1. Calculate the mean of the data attribute
   計算資料屬性的平均值
2. Find the difference between each data point and the mean. It actually gives us how much a data value varies from the mean or average. Now this difference can be either positive or negative (because the data value can be smaller or bigger than the mean). To avoid negative and positive numbers cancelling each other, we can take the square of it.
   找出每個資料點與平均值之間的差異。 它實際上為我們提供了一個數據值與平均值或平均值相差多少。 現在，此差異可以是正數或負數(因為資料值可以小於或大於平均值)。 為了避免負數和正數相互抵消，我們可以取其平方。
3. Take the sum of all the differences
   取所有差異的總和
4. Divide by the number of data values. This gives us the average variation.
   除以資料值的數量。 這給了我們平均變化。

標準偏差 (Standard Deviation)

Standard deviation is simply the square root of Variance

標準差只是方差的平方根

The square root is taken to negate the effect of the square done in Step 2 while calculating Variance.

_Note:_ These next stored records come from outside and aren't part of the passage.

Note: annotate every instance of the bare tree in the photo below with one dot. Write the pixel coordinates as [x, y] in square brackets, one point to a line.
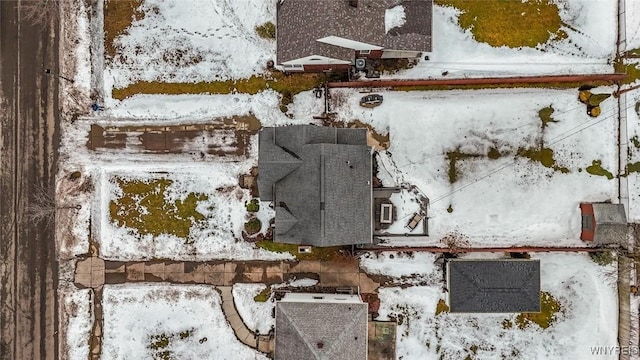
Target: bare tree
[43, 207]
[40, 12]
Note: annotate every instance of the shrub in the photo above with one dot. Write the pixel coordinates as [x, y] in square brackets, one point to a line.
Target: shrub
[603, 258]
[252, 226]
[267, 30]
[253, 205]
[264, 295]
[594, 111]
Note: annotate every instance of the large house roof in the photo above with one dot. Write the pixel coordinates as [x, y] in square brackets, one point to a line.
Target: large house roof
[494, 286]
[319, 179]
[310, 330]
[301, 22]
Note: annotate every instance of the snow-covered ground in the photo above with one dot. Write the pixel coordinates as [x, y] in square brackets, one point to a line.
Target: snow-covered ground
[76, 321]
[201, 108]
[217, 237]
[256, 315]
[588, 318]
[632, 24]
[196, 41]
[503, 202]
[410, 268]
[589, 47]
[632, 100]
[142, 321]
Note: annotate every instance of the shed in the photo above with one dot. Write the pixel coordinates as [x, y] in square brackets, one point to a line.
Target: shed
[603, 223]
[493, 286]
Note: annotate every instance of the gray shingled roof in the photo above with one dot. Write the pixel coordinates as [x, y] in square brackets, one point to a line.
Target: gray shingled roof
[341, 329]
[611, 224]
[494, 286]
[301, 22]
[319, 179]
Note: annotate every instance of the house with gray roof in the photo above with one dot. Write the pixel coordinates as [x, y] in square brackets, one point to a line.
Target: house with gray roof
[319, 180]
[603, 224]
[324, 35]
[493, 286]
[321, 326]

在計算方差時，取平方根以抵消在步驟2中完成的平方的影響。

Standard Deviation is the measure of spread of data about the mean. It measures roughly how far off the entries are from their average. It tells us how the data is spread out. The more the SD, the more spread out data is. Since its simply a measure, it can’t be negative.

標準差是關於均值的資料分佈的度量。 它大致衡量條目與平均值之間的距離。 它告訴我們資料如何散佈。 SD越大，資料散佈越多。 由於它只是一個量度，因此不能為負。

In our example,

在我們的示例中

The standard deviation of Player 1 = 59.32

玩家1的標準差= 59.32

The standard deviation of Player 2 = 11.06

玩家2的標準差= 11.06

Player2 has much less standard deviation than Player 1. Hence we can say that this player is much more consistent. He has fewer variations in his performance. Though he is not scoring big runs, he is fairly consistent in all his matches.

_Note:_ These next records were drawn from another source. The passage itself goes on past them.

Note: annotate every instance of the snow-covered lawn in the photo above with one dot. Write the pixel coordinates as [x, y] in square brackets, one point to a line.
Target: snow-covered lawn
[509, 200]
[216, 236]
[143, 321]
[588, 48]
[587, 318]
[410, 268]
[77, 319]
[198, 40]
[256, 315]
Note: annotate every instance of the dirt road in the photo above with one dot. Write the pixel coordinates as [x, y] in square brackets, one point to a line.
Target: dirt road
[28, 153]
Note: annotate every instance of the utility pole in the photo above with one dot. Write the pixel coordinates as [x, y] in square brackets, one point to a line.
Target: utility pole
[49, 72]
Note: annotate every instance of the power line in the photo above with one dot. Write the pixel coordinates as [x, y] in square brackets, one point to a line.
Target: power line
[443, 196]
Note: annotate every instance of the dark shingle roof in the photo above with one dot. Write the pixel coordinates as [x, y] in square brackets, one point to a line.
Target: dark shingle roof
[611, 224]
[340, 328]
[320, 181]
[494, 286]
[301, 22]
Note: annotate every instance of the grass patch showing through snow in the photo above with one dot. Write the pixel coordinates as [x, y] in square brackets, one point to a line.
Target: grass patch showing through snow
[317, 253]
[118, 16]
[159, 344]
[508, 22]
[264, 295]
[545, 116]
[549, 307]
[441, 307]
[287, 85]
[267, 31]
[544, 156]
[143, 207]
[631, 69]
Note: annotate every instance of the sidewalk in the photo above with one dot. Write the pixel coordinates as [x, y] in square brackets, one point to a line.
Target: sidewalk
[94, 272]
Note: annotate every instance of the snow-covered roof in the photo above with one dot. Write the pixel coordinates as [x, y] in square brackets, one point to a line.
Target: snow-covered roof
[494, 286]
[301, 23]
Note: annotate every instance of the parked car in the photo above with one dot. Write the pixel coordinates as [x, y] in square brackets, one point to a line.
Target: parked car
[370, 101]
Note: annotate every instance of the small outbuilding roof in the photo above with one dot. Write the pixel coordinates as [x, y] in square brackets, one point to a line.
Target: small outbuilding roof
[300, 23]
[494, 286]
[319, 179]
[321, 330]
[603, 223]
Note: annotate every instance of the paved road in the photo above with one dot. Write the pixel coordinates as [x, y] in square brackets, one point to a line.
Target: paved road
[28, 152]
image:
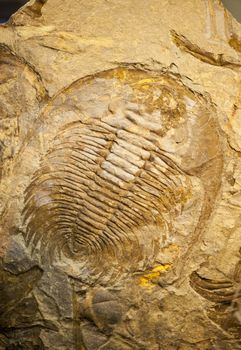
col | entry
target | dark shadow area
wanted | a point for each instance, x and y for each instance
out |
(234, 6)
(8, 7)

Player2的標準偏差比Player 1小得多。因此，可以說此Player更加一致。 他的表現變化較少。 儘管他並沒有取得大的成績，但他在所有比賽中的表現都相當穩定。

Think of any variable in nature. If the standard deviation of this variable is large, you can safely say that this variable has a lot of different values. The behavior is not consistent. But if it has a low standard deviation, then you can assume that the behavior of this variable is fairly consistent.

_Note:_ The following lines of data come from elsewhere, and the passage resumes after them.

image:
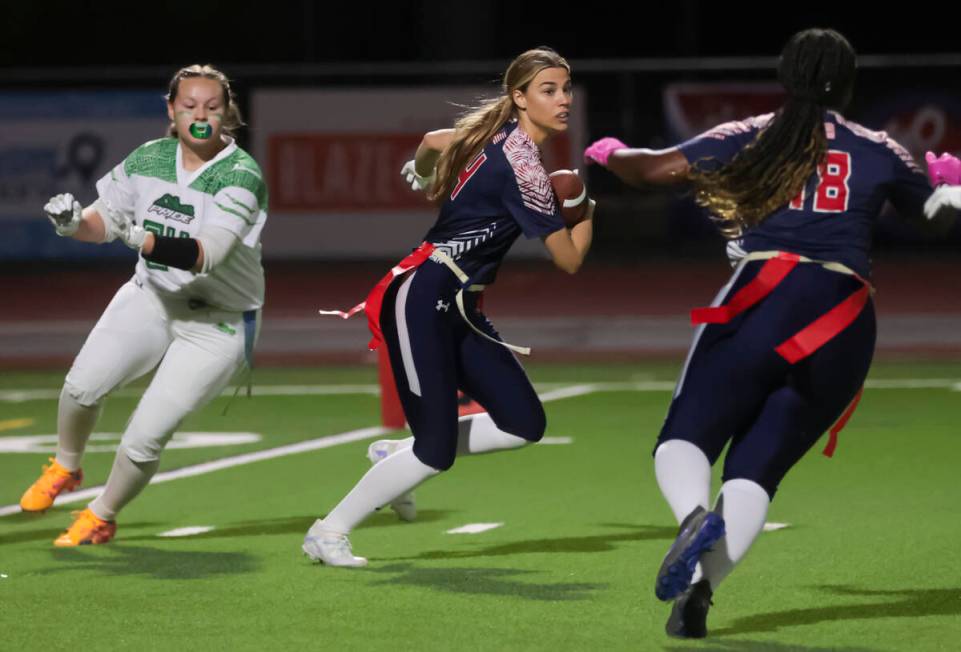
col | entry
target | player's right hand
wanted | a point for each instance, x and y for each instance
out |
(65, 213)
(600, 150)
(942, 198)
(944, 169)
(417, 182)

想一下自然界中的任何變數。 如果此變數的標準偏差較大，則可以放心地說此變數具有很多不同的值。 行為不一致。 但是，如果它的標準偏差很低，則可以假定此變數的行為是相當一致的。

Have you got a friend who is mostly calm, at all times while there is another one who is very moody(sometimes angry, sometimes composed, sometimes indifferent)? You now know whose “standard deviation” is bigger.

您有沒有一個朋友在任何時候都比較平靜，而另一個朋友卻很喜怒無常(有時會生氣，時而沉穩，時而冷漠)？ 您現在知道誰的“標準偏差”更大。

If a variable has a constant value, what would be its standard deviation? You don't need the formula. It will be 0.

如果變數具有恆定值，其標準偏差是多少？ 您不需要公式。 它將是0。

“Average” and “Deviations from Average” are 2 things that should be kept in mind while studying a data set.

在研究資料集時，應牢記“ 平均值 ”和“偏離平均值”兩件事。